Fellowship created for Rutgers graduate pursuing Master in Business of Fashion
When the idea for a Business of Fashion program was proposed at Rutgers Business School nearly six years ago, Beverly Aisenbrey, a Rutgers MBA alumna serving on the dean’s board of advisors, remembers taking an immediate interest in the presentation.
During her 33-year-long career as an executive compensation consultant, Aisenbrey worked with a number of fashion companies, so she had a tangential understanding of the industry. Listening to the details about the new program, she wondered if it could achieve its goal of appealing to both business-minded students and creative ones.
“I was intrigued,” she said.
Aisenbrey, who completed her MBA in 1982, became one of the most ardent champions of the Master of Science in Business of Fashion Program.

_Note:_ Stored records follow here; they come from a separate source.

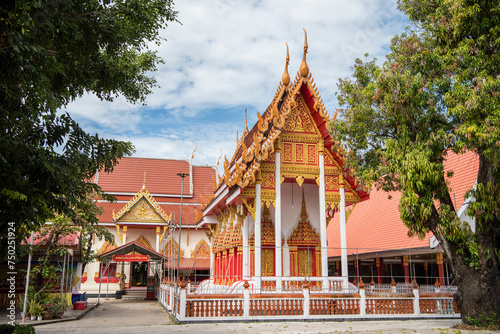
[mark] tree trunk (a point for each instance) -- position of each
(478, 292)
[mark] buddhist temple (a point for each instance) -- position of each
(269, 213)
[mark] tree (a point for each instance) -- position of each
(52, 52)
(438, 91)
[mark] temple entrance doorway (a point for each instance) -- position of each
(138, 274)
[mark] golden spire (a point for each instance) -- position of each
(303, 211)
(286, 77)
(304, 69)
(144, 182)
(245, 132)
(192, 154)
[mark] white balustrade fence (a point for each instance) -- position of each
(312, 300)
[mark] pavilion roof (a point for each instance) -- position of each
(135, 248)
(163, 187)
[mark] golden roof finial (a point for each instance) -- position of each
(303, 211)
(286, 77)
(220, 156)
(192, 154)
(144, 182)
(246, 125)
(304, 69)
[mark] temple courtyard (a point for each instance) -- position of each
(138, 316)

She joined the executive board of the Center for Business of Fashion, a research and industry-related center that provides input into the program curricula. She has also used her connections and influence to bring impressive industry leaders onto the board.
Now, she is supporting the program in a new way by creating a $100,000 fellowship for eligible Rutgers alumni who are admitted to the Master of Science in Business of Fashion Program.

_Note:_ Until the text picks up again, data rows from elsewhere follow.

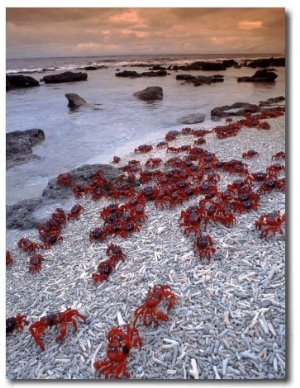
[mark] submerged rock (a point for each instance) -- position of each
(193, 118)
(260, 76)
(19, 146)
(67, 76)
(236, 109)
(16, 81)
(200, 79)
(76, 102)
(151, 93)
(23, 214)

“The fact that I’ve been so close to the program and helped to build it energizes me,” Aisenbrey said. “Any advantage I can give the program, I want to do it.”
The Beverly Aisenbrey Business of Fashion Merit Fellowship will award $25,000 to one part-time or full-time graduate student coming into the program. Applicants must be graduates of Rutgers University, including Rutgers Business School.
Preference will be given to undergraduate students who have been or are currently in the Business of Fashion Program. The program is offered as a concentration to undergraduates at Rutgers Business School.
Candidates will be chosen on the basis of academic merit and their ability to demonstrate leadership qualities, specifically in the area of leadership for women through participation in conferences or clubs for gender equity or women empowerment.
The fellowship will be offered for a period of four years, each time awarded to a different student.
After completing her MBA, Aisenbrey spent her career at the executive compensation consulting firm Frederic W. Cook. She retired in 2016 as a managing director.
Since her retirement, Aisenbrey has been dedicated to supporting Rutgers Business School and Rutgers University – she attended Douglass College as an undergraduate. She has generously supported programs such as Women BUILD (Business Undergraduates in Leadership Development) that empower young women and backed projects, such as the film Equity, that portray strong women in the business world.
In the Business of Fashion, Aisenbrey sees a unique program – “a gem,” as she described it.
Tavy Ronen, a Rutgers Business School finance professor and the director of the Business of Fashion program and the Center for Business of Fashion, said the new fellowship will allow someone from Rutgers to become an influential force in the industry just as Aisenbrey was in her own field.
“What’s so fantastic is that Beverly, who had this incredible success in business, is creating a fellowship to help someone become a leader in business for a new generation.”
“That’s what’s so moving to us,” she added. “Our first fellowship has such profound meaning.”
The Master of Science in Business of Fashion Program is the first-of-its-kind, encompassing all areas of the business school taught by traditional, scholarly professors and rounded out by accomplished industry professionals. The program has been described as an enhanced, but shortened MBA because it offers the same robust business fundamentals tailored to the needs of the fashion industry.
Based on the strength of the Business of Fashion program and Master of Science in Business of Fashion curriculum and enhanced by the research focus, the Center for Business of Fashion has forged important alliances with key industry players and several major universities, international and domestic.
The Master of Science in Business of Fashion also has special fast-track programs developed with the FIT Baker School of Technology for both FIT faculty and students interested in gaining a specialized rigorous business education geared to the fashion industry.
In just a short time, students who completed the master's program have taken jobs in finance, logistics, manager and designer roles at companies such as Gucci, DKNY, Tarte Cosmetics and Stylus Apparel Group. Students who have come into the company with entrepreneurial dreams have applied their knowledge to create apparel start-ups while others have leveraged the program’s cache for job promotions at their current companies.